Artworks by eight newcomers to Whanganui are part of the Belton, Smith & Associates Whanganui Arts Review this year.

Among them are established artist Jillian Karl and her daughter, Claudine Kitson, who moved to Whanganui from Waiheke Island three months ago. They have swelled the numbers of artists who have moved here from the "busy" island.

"As a newcomer to Whanganui it's an honour to become a friend [of the Sarjeant Gallery], to be part of the Arts Review and to be a part of the arts community," Mrs Karl said.

"We felt embraced at the Sarjeant and very impressed by the protocols and the efficiency."

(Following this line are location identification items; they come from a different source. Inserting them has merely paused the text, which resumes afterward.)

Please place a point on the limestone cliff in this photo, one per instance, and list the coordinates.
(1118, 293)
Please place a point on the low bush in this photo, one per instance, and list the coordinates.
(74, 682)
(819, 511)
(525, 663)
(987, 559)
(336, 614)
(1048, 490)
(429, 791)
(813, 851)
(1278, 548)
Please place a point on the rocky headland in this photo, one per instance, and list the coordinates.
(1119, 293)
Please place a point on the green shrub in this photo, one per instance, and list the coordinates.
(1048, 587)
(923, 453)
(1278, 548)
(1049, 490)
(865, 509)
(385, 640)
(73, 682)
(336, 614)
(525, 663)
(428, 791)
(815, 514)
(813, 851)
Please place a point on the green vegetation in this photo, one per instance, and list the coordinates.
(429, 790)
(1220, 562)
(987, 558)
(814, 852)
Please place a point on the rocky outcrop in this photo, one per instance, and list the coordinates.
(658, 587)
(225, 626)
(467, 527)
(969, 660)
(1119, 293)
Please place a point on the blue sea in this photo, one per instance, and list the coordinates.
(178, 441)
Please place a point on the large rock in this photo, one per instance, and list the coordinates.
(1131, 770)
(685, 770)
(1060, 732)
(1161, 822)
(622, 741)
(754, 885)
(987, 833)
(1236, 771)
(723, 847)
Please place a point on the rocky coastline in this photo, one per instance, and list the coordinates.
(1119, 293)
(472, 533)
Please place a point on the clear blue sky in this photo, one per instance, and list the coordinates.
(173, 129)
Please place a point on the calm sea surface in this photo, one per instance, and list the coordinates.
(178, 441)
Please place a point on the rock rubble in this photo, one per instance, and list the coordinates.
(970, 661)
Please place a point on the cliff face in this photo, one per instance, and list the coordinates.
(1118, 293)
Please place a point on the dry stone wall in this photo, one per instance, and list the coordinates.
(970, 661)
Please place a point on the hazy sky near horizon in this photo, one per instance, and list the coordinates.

Her abstract paintings, predominantly using black paint, question architectural and painterly ways of seeing and perceiving. Mrs Karl, who has a masters degree from Elam School of Fine Arts, is a member of a group of artists who have recently moved to Whanganui and share academic interests.

The Arts Review is the first time Mrs Kitson has shown her work.

"I was really delighted when it got accepted and then utterly shocked when I got a merit award," she said.

"In fact, the entire process of the Arts Review has given me a huge amount of confidence in my work. Entering has added to and enhanced my practice."

Glass artist, trained dancer and actor Philip Stokes moved to Whanganui in May 2016 with husband Scott Redding, manager of New Zealand Glassworks.

The Melbourne ex-pat said he had been aware of Whanganui's thriving art and glass art scene for many years.

"This was the first time I entered the Arts Review. I did catch the previous year and was pretty excited when I came into town and saw a show of that calibre at the Sarjeant. It's one of the most recognised galleries in New Zealand; it's a very special asset for Whanganui and a massive drawcard for artists."

His signature works are based on muscles and sinews of the human body, and about the interplay when they are suspended in space or combined in groupings - much like dance.

John Currin, Sonia Forsey and their two young children arrived in Whanganui from Motueka eight months ago.

"I was dragging my heels for ages but John really wanted to move because of the artistic community, but it's been awesome," Ms Forsey said. "I hadn't exhibited anything for a very long time.

"It's lovely to be in the Sarjeant Gallery and to be represented in the show."

One of the reasons she was persuaded to move was to study art at UCOL. Originally a jeweller, she is self-taught in drawing and painting.

Her work expresses concern about climate change and her Arts Review entry depicts a woman continuing to pick roses as the water rises.

"We wanted to be somewhere we could walk to town to try to reduce our carbon footprint. It feels like there's a lot of potential here."

Mr Currin's digitally produced mixed media work is photography-based, with some painting and illustration.

"I use very organic textures, which makes them quite painterly - buildings weathered with time, broken glass, graffiti and subversive acts, and the subject matter is often slightly apocalyptic."

By chance Henry Sarjeant's house in Bell St features in the work he entered for the Arts Review, simply because he liked the building.

The 2017 Belton, Smith & Associates Whanganui Arts Review is on display at Sarjeant on the Quay until May 14. The review is the one time in the Sarjeant annual programme where visitors are given the opportunity to buy great works from local artists.